Equaliser DJs and curators
“Both Sides Now is a three-year programme presented by Brighter Sound that was created to support, inspire and showcase women and women identifying people in music across the North of England. Their latest residency programme will take place in Leeds and is led by the brilliant Shiva Feshareki. We're excited that Equaliser’s Carlos will be taking part of this brilliant opportunity alongside some other wonderfully talented artists.”
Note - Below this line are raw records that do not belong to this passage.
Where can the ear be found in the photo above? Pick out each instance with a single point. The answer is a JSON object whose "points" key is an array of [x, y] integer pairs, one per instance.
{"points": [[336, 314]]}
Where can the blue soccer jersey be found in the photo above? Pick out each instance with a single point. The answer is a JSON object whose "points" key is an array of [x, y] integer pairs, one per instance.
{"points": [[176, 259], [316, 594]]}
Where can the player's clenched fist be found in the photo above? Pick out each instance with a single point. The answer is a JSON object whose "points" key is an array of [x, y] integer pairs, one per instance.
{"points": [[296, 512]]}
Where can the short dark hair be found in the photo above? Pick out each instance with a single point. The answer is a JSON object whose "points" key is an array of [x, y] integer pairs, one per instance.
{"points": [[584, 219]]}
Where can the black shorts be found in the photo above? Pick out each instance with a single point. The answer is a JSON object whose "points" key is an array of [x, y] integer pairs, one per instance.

“I think IWD is a day to celebrate all women, but for me in particular, it’s about women who aren’t afraid to go out and do what they want. Whether that’s pursuing a high flying career, staying at home to be the primary caregiver, or finding a happy balance of both, if you’re doing what is right for you, then that’s worth celebrating. Special shout out to all the women who are fighting to make that possible all over the world as well. ”
“There are so many inspirational women both on and off the stage it’s hard to choose. Aside from the many great women that I work with, I’d have to say Marin Alsop, not only was she the first woman to conduct the Last Night of the Proms, she was also the first female to be made Artistic Director of the Vienna Radio Symphony Orchestra. I can’t believe it took so long for women to start being recognised as great conductors, but someone had to be the first, and she’s very deserving of that.”